Wednesday, April 17, 2019

Six Years Later...

Today doesn't hurt any less than April 17, 2013 did. To date, this is my least favorite day of the year, April 17. It's the day that I dread for 364 days every single year. Now it's here and what? I spend the next 23.5 hours crying or trying not to cry while I wonder, usually resentfully, how my mother and siblings push through. I hate today, April 17th. 

The sadness, hurt and anger I feel on this day doesn't leave from year to year. The pain I felt on April 17, 2013 has derailed my life. Grief  has consumed me, it has made it impossible for me to make good decisions, and makes me unable to see when I make bad ones. I've lost time with my family because I cannot see past my grief. I still just find myself so sad most days, which is a huge improvement over EVERYDAY but still isn't where I need or want to be. I know I need to find a way to move past my grief. I need to work on being mentally healthy. My father would really not have been happy with this pity- party I've been throwing for 6 years now! While flattered at first, by 2 or 3 months he would have said move on. When years 3 and 4 came around, and my life was really hitting rock-bottom,  he would have been angry.  He would tell me now that I need to stop. I need to pull my life together and stop wasting time grieving over him. Especially since he did not think himself worthy of this kind of wallowing and grieving :)

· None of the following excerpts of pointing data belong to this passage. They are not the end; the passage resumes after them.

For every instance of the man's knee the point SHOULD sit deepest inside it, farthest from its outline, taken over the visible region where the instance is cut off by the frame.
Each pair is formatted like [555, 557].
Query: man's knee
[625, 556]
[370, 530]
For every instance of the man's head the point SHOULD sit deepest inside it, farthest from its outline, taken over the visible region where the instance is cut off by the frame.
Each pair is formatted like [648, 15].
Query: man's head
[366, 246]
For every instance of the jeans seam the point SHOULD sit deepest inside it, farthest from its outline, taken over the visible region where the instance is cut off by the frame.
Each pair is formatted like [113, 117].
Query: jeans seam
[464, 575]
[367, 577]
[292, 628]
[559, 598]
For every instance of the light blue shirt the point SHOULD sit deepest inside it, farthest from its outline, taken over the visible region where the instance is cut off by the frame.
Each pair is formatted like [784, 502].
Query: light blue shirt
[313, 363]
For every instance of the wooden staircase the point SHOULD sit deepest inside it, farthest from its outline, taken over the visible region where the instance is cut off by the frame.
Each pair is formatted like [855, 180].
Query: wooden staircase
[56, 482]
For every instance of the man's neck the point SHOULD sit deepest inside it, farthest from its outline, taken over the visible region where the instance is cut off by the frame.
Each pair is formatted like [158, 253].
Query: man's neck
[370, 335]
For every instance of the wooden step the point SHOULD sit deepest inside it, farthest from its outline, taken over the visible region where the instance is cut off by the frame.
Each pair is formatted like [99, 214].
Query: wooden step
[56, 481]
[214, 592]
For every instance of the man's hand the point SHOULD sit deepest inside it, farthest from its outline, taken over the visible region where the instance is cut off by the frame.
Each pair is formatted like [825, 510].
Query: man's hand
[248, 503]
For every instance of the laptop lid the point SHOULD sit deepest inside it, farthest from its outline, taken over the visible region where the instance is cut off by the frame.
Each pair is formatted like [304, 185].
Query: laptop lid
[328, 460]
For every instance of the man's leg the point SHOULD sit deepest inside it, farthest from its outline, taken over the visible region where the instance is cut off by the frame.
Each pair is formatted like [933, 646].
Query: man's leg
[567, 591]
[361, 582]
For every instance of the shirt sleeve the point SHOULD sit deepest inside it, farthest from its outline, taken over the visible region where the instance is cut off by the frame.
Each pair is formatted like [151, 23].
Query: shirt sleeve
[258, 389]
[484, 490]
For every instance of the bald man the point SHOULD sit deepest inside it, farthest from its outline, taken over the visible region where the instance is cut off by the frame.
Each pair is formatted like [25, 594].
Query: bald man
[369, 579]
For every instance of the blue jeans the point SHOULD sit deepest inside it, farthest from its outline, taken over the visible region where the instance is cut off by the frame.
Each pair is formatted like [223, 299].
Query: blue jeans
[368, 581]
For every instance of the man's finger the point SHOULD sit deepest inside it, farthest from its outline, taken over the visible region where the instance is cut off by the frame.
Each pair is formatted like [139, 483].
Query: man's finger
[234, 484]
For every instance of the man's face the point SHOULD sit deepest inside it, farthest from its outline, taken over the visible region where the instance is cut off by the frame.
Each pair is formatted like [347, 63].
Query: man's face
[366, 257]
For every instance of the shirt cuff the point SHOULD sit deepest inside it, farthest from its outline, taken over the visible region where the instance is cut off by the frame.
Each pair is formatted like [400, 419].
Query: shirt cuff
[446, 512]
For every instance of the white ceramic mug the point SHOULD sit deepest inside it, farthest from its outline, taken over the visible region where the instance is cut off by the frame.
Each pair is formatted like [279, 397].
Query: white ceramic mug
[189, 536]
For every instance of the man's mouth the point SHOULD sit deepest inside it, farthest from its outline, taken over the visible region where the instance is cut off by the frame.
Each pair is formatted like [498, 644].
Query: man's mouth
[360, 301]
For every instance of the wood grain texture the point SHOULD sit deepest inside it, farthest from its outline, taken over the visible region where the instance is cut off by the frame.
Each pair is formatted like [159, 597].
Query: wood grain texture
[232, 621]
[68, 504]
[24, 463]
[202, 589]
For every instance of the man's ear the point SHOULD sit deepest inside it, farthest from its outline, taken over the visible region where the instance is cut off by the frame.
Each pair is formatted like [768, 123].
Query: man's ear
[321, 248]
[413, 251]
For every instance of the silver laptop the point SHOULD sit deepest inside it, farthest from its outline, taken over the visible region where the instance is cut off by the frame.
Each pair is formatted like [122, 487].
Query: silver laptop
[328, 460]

Today I am going to do my best to move past the tears and see the life ahead of me. And when I wake up on April 18, 2019, I am going to work to live for more than another year passing since my father died. I am going to live for me! I am going to live for my husband & children. I am going to think of a happy moment everytime a sad one creeps in. This year I'm going to do it.

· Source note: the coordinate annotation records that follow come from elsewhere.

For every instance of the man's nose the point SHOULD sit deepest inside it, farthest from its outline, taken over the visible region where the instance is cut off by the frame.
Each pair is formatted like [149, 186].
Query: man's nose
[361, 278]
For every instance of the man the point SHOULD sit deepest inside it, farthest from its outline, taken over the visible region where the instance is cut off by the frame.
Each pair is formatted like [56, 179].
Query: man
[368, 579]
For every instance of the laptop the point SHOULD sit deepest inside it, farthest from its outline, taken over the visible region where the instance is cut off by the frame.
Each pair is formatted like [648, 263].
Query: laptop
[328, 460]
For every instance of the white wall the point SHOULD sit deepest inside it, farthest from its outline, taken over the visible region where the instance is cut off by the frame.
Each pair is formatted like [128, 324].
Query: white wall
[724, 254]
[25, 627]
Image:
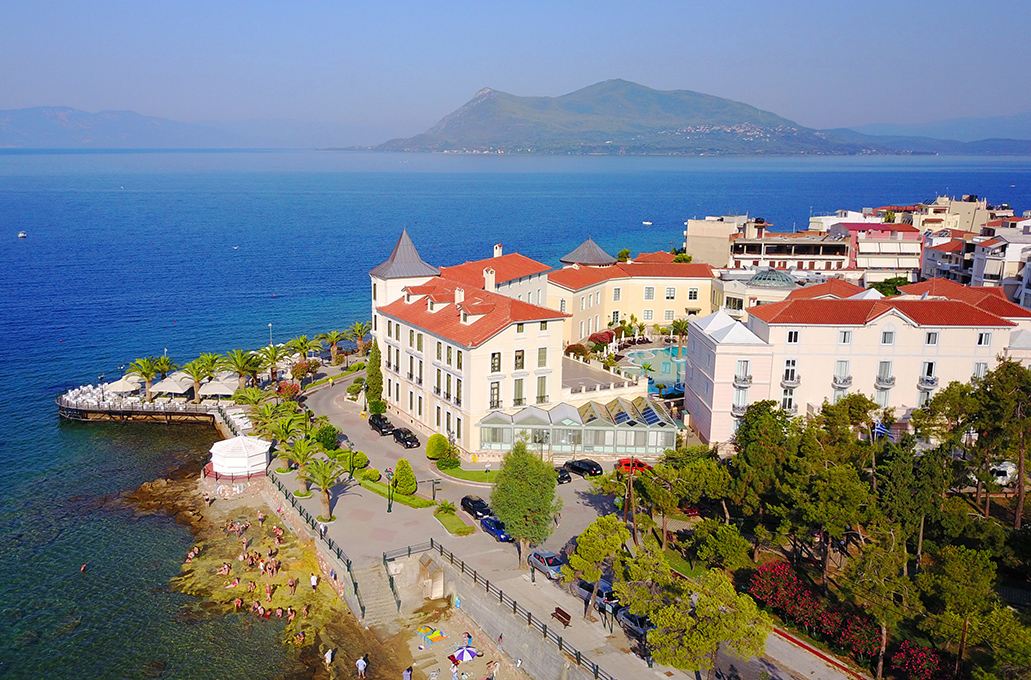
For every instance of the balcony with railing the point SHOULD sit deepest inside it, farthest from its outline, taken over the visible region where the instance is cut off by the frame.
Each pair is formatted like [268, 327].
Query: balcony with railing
[841, 381]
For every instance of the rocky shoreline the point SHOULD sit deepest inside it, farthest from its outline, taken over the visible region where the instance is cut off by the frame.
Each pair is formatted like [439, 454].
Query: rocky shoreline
[329, 623]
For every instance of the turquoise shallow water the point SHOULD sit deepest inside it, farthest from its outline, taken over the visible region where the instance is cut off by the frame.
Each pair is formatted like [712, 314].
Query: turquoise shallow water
[131, 253]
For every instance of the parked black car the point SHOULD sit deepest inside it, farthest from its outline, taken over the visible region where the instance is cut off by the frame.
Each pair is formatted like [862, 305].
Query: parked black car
[585, 468]
[380, 423]
[476, 507]
[405, 438]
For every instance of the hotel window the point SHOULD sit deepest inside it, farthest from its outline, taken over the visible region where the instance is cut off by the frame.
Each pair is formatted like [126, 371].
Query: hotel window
[788, 399]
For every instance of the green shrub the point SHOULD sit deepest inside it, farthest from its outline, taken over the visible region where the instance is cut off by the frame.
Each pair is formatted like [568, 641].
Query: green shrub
[404, 479]
[449, 463]
[436, 446]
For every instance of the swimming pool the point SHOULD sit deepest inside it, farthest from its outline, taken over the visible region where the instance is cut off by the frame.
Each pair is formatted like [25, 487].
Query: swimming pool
[666, 368]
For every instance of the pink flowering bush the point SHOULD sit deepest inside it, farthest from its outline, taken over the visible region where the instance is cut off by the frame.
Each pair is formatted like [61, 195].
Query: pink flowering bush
[917, 663]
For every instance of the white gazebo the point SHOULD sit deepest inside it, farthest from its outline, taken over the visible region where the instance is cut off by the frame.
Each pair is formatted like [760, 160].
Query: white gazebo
[240, 456]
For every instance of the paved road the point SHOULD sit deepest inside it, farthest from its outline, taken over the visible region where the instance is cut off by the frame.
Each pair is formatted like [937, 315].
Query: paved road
[366, 531]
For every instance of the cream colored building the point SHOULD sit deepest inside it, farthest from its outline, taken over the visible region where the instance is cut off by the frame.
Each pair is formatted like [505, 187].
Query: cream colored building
[803, 351]
[655, 293]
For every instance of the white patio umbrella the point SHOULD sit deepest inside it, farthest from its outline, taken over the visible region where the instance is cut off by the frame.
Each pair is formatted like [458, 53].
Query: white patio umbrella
[171, 385]
[217, 388]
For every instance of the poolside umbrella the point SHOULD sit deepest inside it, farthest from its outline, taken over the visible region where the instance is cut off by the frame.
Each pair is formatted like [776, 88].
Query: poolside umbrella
[217, 388]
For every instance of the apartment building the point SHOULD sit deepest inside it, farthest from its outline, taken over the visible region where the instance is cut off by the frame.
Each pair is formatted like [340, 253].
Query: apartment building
[803, 351]
[882, 249]
[655, 293]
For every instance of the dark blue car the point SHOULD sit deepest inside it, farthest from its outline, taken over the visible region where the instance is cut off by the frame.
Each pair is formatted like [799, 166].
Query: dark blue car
[496, 528]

I love you dad and I will never stop but no more tears! Forward I go.

Wednesday, April 10, 2019

It's A Struggle For Sure

I've always tried to be as honest and open about my struggles because I know there are so many people out there suffering but not able to share so I share for you. I share in hope of helping just one person know they are not allow. I also share for me. For me it's a way to take all the words in my mind and give them another place to be! A place far outside my brain!

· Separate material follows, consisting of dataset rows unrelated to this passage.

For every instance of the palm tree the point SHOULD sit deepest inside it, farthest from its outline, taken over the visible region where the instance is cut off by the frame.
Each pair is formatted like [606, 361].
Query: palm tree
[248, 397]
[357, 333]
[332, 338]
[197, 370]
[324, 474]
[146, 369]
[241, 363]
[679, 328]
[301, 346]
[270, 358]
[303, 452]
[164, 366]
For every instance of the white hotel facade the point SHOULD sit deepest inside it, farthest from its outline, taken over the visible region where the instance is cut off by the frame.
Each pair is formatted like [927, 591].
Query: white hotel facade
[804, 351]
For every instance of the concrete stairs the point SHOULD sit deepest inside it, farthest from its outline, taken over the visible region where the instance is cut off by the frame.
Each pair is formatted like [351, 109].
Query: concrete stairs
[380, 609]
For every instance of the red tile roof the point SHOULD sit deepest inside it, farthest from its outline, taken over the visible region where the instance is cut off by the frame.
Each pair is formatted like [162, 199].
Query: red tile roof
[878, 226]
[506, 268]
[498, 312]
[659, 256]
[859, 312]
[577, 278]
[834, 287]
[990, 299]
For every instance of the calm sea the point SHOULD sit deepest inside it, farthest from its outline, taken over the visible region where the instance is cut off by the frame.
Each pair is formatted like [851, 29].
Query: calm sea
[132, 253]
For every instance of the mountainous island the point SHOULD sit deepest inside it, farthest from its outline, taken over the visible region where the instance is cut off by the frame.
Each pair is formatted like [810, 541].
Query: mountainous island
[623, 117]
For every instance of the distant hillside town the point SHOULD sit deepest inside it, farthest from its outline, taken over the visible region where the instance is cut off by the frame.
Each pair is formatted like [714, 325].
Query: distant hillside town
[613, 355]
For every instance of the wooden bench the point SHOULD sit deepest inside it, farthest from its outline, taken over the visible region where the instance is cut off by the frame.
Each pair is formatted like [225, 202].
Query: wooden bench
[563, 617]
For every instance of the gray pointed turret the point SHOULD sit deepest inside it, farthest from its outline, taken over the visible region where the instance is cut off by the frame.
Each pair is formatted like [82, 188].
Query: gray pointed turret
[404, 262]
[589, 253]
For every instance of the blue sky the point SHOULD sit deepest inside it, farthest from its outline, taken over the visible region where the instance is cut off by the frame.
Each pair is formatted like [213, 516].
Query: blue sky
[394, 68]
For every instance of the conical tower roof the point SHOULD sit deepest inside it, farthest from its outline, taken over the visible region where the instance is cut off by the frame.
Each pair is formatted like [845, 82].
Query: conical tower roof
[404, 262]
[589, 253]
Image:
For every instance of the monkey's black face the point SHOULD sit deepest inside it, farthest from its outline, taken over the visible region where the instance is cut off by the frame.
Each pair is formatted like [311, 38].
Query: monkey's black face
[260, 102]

The question "who are you?" has become akin to nails on a chalkboard for me. In my mind the answer is depressingly easy, "I am a felon".
That's correct, I have spent 44 years on this earth, 11mos of it in jail, and the first answer that pops into my head, every time is, "I'm a felon".  I went to my child's Eagle Scout ceremony and as I introduced myself to people, I nearly said "Hi I'm Emily, the felon" not mother of the child, not wife, not mother of 3, nope just felon.

So last night my husband, being particularly attentive and understanding, listened to me introduce myself as Emily, the felon. Then he looked at me and said name 8 things that have happened in the past 8 years that have greatly and you'd say negatively have happened. I looked at him unamused and ask why, he responded, humor me. So I did.
My List:
My father died
I destroyed my husband's trust in me
I ruined my family's finances
I tried to kill myself
I trusted and did for the wrong people
I caused my family to feel unsafe in their home
I lost a year of time with my husband and monsters
I hurt my family

Those are the top 8 things I've lived through the past 8 years. With that list my husband asked me where being a felon was. I said not in my top 8, it's just who I am. He said, "on that list where is going to jail, being poisoned & tortured?" I answer, Not in my top 8. Then he looked at me, as I sobbed, and asked "then why do you see yourself first and only as a felon?" So I cried, ugly, sobbing cries as he went over my list of 8 again and said, "Emily is a daughter, a mother, a wife, a protector, a lover, a loyal friend". Of course I decided he didn't have to sleep on the couch last night as I continued to sob ;-)

The point that I need to share and need to get out is that for weeks, months I've been slipping further and further into a depression and the further I fall the brighter my scarlet "F" gets until it's donned some lights and started flashing!  Can I make my "F" go away? No. But what I can do and am working to do is take the lights down or at least dim them.

It's a bump in my road. If it wasn't the felony it would have been something else, that's the bigger point. When you live with Bipolar disorder and depression,  there is always going to be a letter on your chest and the majority of the time it's put there by you! That IS the disorder! How can your brain play tricks on you. And it's so easy to slip into depression. It's so easy to believe all the negative.

The other thing I'd like to share is that sharing isn't just hard because of the people that don't understand or "believe" mental illness, it's hard because mental illness is so individualized and the topic is so sensitive that sometimes when I share people, trying to be supportive don't really understand me and my illness. The best way to help someone with a mental illness is to make sure that they know how to find help when/if they want it.  For me that looks like a very, very small support system of family, a friend, okay two and doctors. They are people I see, talk to and trust everyday.  Don't read too much into my social media posts if they haven't. Sometimes I just have words I need to get out!

I'm going to end by saying, I'm struggling right now. I am working through it. I have awesome support.